Effect of pathological ocular environment on ocular tissue

Oxidative stress is implicated in retinal ganglion cell (RGC) death in glaucoma. All the cells have elaborate defense mechanisms against oxidative stress. Our studies demonstrate that oxidative preconditioning can protect the RGCs from cytotoxic effects of lethal doses. This protective effect is probably mediated by NF-κB.

We also studied how ultraviolet light induced oxidative stress can cause degenerative changes by inducing pro-apoptotic protein Bax in retinal cells using retinal ganglion and retinal pigment epithelial cell cultures after various exposure time points.

In another study we looked at how the proliferative conditions of the retina, that are major causes of visual impairment, can produce factors that changes the intraocular environment in a way which is conducive for proliferation of other cells types, creating a vicious cycle. Our results demonstrate that proliferating retinotypic cells produce factors, including VEGF that can significantly alter the intraocular environment, such that it favors cell proliferation. These retinotypic cells have molecular machinery to produce and respond to VEGF. Breaking this cycle may provide an opportunity to modulate the course of proliferative vitreoretinal conditions.

Hypoxia is a pathological condition associated with a variety of ocular diseases including choroidal neovascularization. Our approach is to identify other factors other than VEGF which upregulates during neovascularization process. One of our in vitro research is underway to identify the different hypoxic factors and the associated transcriptional regulators and their expression in relation to choroidal neovascularization. This research will be helpful to identify the different epigenetic modulators involved in hypoxic conditions.

Effect of proton beam radiation on ocular tissue

Neovascularization (newly sprouting endothelial cell) is a common complication associated with wet form of age-related macular degeneration. We are trying to utilize the new development of proton beam radiation, which has minimal entry and exit dose, for the treatment of neovascularization. Though some earlier clinical studies used this approach to treat neovascularization, none of the studies established a specific dosage. In our basic in vitro research using choroidal endothelial cells, we found that newly proliferating choroidal endothelial cells are sensitive between 8-12 CGE dosages of proton radiation. We also found that radiation-induced oxidative stress is a major cause of radiation induced sensitivity in choroidal endothelial cells. On the other hand, we are trying to establish the safety dosage to the retinal cells.

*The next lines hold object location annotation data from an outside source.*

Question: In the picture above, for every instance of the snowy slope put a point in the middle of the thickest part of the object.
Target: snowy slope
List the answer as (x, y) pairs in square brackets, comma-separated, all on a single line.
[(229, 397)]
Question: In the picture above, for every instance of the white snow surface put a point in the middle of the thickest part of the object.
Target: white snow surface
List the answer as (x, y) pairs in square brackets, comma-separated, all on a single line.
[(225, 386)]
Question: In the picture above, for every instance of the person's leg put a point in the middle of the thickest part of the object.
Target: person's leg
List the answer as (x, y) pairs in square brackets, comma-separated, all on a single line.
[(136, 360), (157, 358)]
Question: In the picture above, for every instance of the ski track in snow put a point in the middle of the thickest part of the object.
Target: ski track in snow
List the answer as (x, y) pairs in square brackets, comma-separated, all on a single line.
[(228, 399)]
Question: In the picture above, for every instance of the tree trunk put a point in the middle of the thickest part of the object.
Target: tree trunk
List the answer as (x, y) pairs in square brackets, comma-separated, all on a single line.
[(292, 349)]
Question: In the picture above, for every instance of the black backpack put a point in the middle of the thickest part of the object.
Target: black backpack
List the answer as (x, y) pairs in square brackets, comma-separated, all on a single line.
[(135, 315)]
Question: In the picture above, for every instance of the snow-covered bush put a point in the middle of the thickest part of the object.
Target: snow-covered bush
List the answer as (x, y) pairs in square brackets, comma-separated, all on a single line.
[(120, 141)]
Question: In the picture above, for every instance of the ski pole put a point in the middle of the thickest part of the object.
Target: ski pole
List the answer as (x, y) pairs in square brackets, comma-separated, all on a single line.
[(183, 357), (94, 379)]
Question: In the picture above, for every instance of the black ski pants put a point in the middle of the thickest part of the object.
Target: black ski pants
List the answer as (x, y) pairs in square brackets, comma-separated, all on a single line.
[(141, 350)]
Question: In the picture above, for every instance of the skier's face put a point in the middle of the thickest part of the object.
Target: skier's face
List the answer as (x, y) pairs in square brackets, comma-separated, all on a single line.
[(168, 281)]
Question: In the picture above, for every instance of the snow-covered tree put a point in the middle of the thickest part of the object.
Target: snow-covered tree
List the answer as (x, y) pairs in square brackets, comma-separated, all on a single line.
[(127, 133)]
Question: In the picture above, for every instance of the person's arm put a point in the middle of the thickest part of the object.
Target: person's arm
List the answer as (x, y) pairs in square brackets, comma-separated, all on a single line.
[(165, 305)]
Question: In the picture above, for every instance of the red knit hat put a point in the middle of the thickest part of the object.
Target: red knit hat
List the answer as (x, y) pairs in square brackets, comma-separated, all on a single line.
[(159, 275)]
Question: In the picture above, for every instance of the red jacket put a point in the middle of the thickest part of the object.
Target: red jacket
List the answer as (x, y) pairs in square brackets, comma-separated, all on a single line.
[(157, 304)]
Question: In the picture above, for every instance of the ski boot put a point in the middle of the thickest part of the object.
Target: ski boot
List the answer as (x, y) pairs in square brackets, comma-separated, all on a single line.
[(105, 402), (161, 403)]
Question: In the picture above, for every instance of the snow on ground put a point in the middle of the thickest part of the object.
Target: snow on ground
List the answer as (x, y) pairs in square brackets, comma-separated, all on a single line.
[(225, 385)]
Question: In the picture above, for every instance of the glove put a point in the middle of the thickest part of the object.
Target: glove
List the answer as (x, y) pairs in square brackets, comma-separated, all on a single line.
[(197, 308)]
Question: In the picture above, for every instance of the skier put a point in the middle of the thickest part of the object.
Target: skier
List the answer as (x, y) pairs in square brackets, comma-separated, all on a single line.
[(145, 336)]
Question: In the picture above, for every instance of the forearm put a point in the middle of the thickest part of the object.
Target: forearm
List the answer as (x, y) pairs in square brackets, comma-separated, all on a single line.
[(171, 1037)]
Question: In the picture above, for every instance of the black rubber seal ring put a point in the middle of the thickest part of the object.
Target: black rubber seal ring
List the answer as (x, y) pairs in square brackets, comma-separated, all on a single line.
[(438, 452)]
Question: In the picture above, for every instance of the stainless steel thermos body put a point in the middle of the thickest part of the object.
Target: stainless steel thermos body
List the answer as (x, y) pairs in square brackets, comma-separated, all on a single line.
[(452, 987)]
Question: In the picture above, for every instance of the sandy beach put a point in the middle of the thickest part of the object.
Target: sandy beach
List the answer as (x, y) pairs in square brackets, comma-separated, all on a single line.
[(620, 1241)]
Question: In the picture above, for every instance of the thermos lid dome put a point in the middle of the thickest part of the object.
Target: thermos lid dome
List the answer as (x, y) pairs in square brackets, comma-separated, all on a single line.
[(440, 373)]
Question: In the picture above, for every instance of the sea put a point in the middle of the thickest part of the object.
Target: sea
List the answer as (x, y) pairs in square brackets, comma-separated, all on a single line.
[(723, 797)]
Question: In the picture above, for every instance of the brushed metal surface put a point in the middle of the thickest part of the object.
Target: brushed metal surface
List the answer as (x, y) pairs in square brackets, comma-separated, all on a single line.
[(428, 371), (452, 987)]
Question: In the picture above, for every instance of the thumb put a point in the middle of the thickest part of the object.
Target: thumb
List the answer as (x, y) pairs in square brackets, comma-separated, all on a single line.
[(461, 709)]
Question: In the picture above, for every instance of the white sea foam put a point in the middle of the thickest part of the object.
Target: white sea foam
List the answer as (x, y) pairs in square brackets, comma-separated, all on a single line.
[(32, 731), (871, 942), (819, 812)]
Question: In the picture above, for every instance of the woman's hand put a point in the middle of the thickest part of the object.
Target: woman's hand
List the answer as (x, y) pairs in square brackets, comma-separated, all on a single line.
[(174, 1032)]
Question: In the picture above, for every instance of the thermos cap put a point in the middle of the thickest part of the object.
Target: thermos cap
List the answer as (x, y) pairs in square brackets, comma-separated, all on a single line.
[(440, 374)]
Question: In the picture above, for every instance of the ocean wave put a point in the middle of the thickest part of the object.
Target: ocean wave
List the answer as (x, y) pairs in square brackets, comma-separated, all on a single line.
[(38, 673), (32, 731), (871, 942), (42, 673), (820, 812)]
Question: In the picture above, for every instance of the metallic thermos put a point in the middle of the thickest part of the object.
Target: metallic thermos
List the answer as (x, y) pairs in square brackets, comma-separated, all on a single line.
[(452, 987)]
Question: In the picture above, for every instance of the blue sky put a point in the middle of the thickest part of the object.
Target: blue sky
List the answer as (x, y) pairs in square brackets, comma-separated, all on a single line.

Further studies are underway to study the mechanistic or signaling pathways and the associated active proteins which are triggered by radiation and leading to apoptosis, necrosis and cell death. These in vitro results will provide a better insight for further in vivo experiments to proceed with this proton beam therapy from bench top to clinics.

Microbead fluoroanalyzer is more competitive to ELISA

Cytokines are involved in the pathology of wide range of diseases. Measurements of levels of cytokines are useful for understanding pathogenesis and as diagnostic and prognostic indicators in many diseases. The available gold standard technique for these markers is enzyme-linked immune sorbent assays (ELISA) which require large volume of sample. Eye is one of our systems where we can acquire small volume of sample such as aqueous humor.

In our studies, we determined that using microbead technology, which binds with protein of interest and produces fluorescent signal and measured using a fluoroanalyzer is a useful technology in comparison to ELISA at a lower volume of sample and at a lower concentration.